A Félix le cambió el gesto en ese momento. Una sonrisilla traviesa indicaba que ya había deducido el mecanismo de la dichosa radio.

—Sí, aunque creo que ya sé cómo funcionaría sin suministro eléctrico. Entiendo que con baterías o generadores. —Dejó en el aire la frase esperando mi confirmación.

—Pues sí, listillo. Mi padre me contaba que incluso llegaban a utilizar una batería de coche, un rollo de cable como antena y su equipo emisor.

—Entiendo. Entonces buscarían el sitio más alto y más despejado, colocarían la antena...

—A tanto ya no llego.

—Para eso estoy yo, cariño —me respondió pellizcándome la nariz, a lo que yo correspondí dándole un buen coscorrón con la radio—. Es broma. Es muy interesante todo lo que me has contado y he aprendido mucho. Gracias —admitió poniendo morritos para que le diera un beso. Y lo hice, claro.

Permanecimos un par de minutos en silencio, con la vista puesta en el techo, hasta que decidió contarme lo que yo sabía que le preocupaba:

—Hay que tener cuidado, Chispita —murmuró Félix, dejando a un lado su tono jocoso de hacía un rato—, ya sabemos lo que nos puede pasar si nos pillan con esto en casa… ¿Y si alguien nos ha tendido una trampa?

—Pero ¿quién querría hacernos algo así? —le pregunté recostándome hacia él.

—Bueno, hoy tú has contado a alguien que yo sueño…

—¿La doctora? —alcé la voz indignada—. Mira, Félix, hace un rato te entusiasmaste cuando te conté que ella había sonreído al hablarle de lo de tu sueño. Y ahora, dices que nos ha podido traicionar. A veces no te entiendo, de verdad, esa manía tuya de no confiar en nadie.

—Confío en ti —me replicó quejicoso por la regañina.

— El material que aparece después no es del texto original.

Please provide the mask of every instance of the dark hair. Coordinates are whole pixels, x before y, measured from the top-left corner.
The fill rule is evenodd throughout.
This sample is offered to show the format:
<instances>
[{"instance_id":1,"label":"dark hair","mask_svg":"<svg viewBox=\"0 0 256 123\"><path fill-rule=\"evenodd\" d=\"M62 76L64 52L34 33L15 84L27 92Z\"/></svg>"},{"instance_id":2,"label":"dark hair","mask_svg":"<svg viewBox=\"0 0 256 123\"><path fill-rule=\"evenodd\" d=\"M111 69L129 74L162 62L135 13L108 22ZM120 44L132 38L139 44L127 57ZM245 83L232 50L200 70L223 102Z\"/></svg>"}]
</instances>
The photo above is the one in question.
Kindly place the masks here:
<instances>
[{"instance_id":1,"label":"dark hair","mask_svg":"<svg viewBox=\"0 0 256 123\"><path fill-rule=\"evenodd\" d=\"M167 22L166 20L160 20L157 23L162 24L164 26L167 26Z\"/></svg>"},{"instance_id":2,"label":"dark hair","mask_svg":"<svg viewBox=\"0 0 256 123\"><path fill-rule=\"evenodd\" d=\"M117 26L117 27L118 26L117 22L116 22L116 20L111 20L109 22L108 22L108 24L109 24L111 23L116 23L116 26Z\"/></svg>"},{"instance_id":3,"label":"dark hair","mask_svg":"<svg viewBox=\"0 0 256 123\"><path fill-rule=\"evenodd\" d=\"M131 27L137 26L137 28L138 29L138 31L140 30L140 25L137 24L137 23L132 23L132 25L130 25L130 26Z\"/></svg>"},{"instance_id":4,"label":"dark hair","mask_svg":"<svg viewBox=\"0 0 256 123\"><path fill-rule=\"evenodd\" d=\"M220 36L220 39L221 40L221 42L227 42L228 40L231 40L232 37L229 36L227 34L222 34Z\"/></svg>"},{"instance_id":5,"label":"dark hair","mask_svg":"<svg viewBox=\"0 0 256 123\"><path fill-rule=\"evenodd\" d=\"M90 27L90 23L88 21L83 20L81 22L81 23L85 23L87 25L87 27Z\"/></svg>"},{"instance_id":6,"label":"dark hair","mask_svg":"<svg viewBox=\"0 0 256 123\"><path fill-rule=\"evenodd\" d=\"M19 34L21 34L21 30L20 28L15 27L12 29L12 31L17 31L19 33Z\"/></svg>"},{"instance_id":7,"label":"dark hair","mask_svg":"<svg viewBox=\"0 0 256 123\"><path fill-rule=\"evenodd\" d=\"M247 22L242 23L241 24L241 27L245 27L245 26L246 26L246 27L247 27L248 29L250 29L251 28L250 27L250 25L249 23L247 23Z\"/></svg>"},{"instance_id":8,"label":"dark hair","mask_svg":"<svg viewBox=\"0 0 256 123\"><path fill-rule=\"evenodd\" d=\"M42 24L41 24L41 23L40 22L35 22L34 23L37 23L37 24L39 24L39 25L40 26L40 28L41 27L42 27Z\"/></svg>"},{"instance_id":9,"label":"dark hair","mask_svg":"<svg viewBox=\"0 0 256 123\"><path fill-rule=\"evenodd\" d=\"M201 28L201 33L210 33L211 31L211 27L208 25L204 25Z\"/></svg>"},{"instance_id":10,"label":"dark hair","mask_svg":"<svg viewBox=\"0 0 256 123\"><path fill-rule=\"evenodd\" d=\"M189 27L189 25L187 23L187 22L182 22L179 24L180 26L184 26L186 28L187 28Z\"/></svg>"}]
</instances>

—Te lo he dicho muchas veces —me incorporé sin soltar la radio hasta sentarme en la cama con gesto muy serio—, tienes que aprender a confiar en la gente. Ahora más que nunca. Estamos solos, Félix. La GD está ahí. Y yo no puedo con todo. No digo que confíes en todo el mundo, pero sí en la gente que se porta bien con nosotros.

Después de otro silencio en la oscuridad, bajé el tono de mi reprimenda, pero no podía esconder mi desesperación.

—Cariño, no sé por qué te cuesta tanto confiar en los demás. Tú siempre has ayudado a la gente. Los vecinos siempre cuentan contigo cuando necesitan algo, animas a desconocidos…

—Pero hay gente muy mala —dijo con voz temblorosa mirando el transistor―, gente que denuncia a los que quieren cambiar las cosas. Recuerda todo lo que hemos vivido ya. ¡Piensa en cómo acabó tu padre!

—Entre rejas, pero con la conciencia tranquila por darme el ejemplo que siempre me quiso dar —contesté agitando la radio en alto—. Félix, si tanto confías en mí, sabes que debes confiar también en mi intuición. La doctora Khalim es una buena mujer. Lo sé.

—Está bien —aceptó no mucho más relajado—, pero si no ha sido ella, ¿quién querría ponerme a prueba? —Tomó aire de manera ruidosa—. El doctor Krauss, ¡claro! ¿Cómo no he caído antes? —se contestó a sí mismo.

—Te he dicho que confíes en mi intuición. Y mi intuición me dice que no se trata de alguien que nos quiera traicionar, sino de alguien que nos quiere ayudar —dije acariciando la cara de Félix.

—¿La doctora? Bueno, la verdad es que no ha hecho otra cosa más que ayudarnos hasta ahora. —Besó la palma de mi mano.

Estaba convencida. Si la radio estaba en la silla no era por casualidad. Alguien quería ayudarnos o avisarnos de algo.

—¡Eso es! —le afirmé emocionada—, y creo que tendremos que esperar hasta mañana a las ocho y dos de la mañana para saberlo.

—¿Ocho y dos? —dijo riendo—. No puede ser ni las ocho y uno ni las ocho y tres. Tiene que ser a las ocho y dos.

—Exacto —reafirmé poniendo el interruptor de la radio en modo apagado—, mañana te lo demostraré.

Puse el transistor bajo mi almohada. Retiré una de las dos que había puesto bajo la cabeza de Félix y le acomodé la otra para que descansara tumbado. Lo miré una vez más, suspiré y alargué la mano para apagar la luz.

—¿Mi beso? —preguntó Félix poniendo sus morritos.

Y con un beso en los labios dimos por terminado el día.